Symptoms[edit | edit source]
The most common symptoms of 18p- include intellectual disability, growth delay, and distinctive facial features. Other symptoms can include hearing loss, heart defects, and hypotonia (low muscle tone). Some affected individuals may also have behavioral problems, including attention deficit hyperactivity disorder (ADHD) and autism spectrum disorder (ASD).

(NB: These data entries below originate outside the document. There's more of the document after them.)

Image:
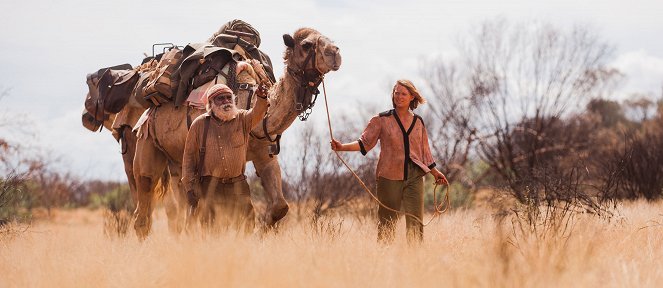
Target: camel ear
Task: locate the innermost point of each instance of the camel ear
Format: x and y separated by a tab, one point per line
306	44
288	41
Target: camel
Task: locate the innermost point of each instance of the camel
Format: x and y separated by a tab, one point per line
309	55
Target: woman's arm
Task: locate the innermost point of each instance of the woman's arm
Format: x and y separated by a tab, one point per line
338	146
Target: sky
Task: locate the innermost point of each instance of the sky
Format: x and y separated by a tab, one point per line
50	46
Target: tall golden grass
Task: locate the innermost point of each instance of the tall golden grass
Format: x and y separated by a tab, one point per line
463	248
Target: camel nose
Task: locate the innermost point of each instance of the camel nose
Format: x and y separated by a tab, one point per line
337	62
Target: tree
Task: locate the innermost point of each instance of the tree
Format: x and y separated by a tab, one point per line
514	92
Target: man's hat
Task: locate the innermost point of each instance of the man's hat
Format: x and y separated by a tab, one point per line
216	90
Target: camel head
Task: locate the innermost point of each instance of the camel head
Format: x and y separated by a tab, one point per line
306	43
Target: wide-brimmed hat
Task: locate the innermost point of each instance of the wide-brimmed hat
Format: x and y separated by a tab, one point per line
216	90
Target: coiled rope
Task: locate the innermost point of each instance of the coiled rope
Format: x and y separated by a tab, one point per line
438	209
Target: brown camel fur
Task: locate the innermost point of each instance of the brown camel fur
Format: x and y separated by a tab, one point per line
161	141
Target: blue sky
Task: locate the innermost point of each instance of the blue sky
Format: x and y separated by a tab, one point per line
49	47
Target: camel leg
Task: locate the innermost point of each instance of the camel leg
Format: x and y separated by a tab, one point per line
149	166
175	203
129	141
270	177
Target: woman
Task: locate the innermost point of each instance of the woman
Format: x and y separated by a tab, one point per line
405	158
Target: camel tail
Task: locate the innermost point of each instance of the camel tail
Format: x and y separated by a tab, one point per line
163	185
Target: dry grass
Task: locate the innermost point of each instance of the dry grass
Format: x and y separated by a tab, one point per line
462	249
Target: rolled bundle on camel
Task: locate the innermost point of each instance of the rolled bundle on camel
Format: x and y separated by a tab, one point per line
231	56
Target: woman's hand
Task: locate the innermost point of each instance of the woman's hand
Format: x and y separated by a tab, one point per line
440	179
336	146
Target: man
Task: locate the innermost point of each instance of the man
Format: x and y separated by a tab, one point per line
215	158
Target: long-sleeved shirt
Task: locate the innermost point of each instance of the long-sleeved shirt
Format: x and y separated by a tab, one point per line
398	145
225	150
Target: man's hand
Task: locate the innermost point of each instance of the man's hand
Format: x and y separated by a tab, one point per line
440	179
192	198
262	90
336	146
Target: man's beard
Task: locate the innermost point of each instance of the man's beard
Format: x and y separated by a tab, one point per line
225	112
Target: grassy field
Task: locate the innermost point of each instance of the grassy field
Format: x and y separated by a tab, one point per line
463	248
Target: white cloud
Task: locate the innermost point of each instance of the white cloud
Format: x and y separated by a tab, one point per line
644	73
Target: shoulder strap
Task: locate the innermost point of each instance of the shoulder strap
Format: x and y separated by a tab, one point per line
203	146
420	119
385	113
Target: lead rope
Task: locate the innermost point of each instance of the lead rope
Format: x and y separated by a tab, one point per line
438	210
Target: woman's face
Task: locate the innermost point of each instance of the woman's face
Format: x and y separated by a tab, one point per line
402	97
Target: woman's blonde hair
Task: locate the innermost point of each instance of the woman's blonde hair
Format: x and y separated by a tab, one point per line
418	99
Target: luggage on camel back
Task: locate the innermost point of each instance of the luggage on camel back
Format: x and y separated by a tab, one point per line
109	90
242	37
161	86
236	40
202	62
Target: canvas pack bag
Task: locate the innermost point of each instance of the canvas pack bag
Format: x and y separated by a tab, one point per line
161	87
96	102
115	87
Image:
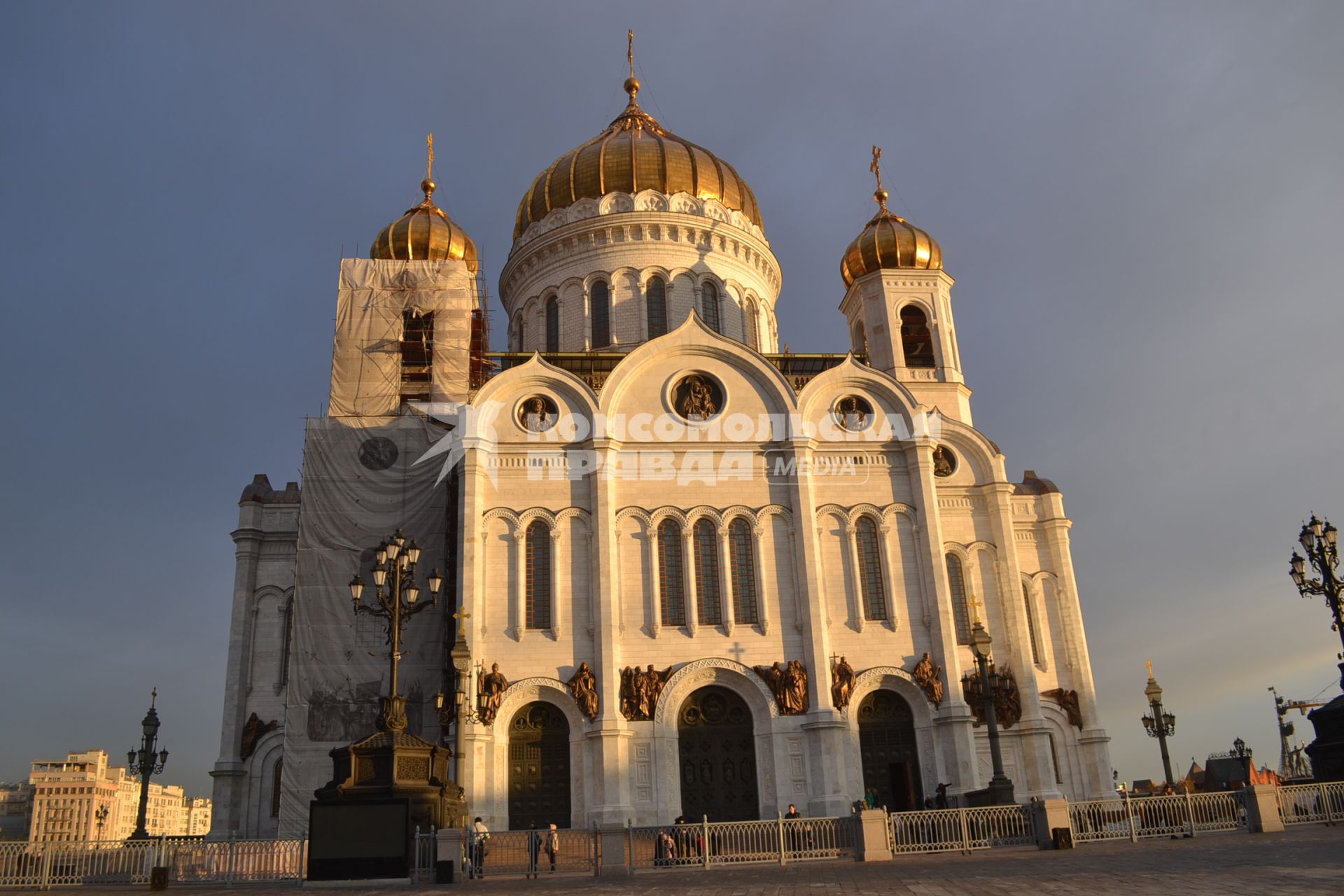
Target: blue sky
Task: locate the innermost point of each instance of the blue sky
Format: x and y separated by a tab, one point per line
1140	204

Causes[edit | edit source]
18p- is caused by a deletion of genetic material from the short arm of chromosome 18. The size of the deletion can vary among affected individuals. In most cases, the condition occurs randomly and is not inherited from the parents.
Diagnosis[edit | edit source]
The diagnosis of 18p- is usually made based on the presence of characteristic clinical features. Genetic testing can confirm the diagnosis.
Treatment[edit | edit source]
There is currently no cure for 18p-. Treatment is focused on managing the symptoms and improving the quality of life for affected individuals. This can include physical therapy, occupational therapy, and speech therapy for developmental delays, as well as medication for behavioral problems.
See also[edit | edit source]
References[edit | edit source]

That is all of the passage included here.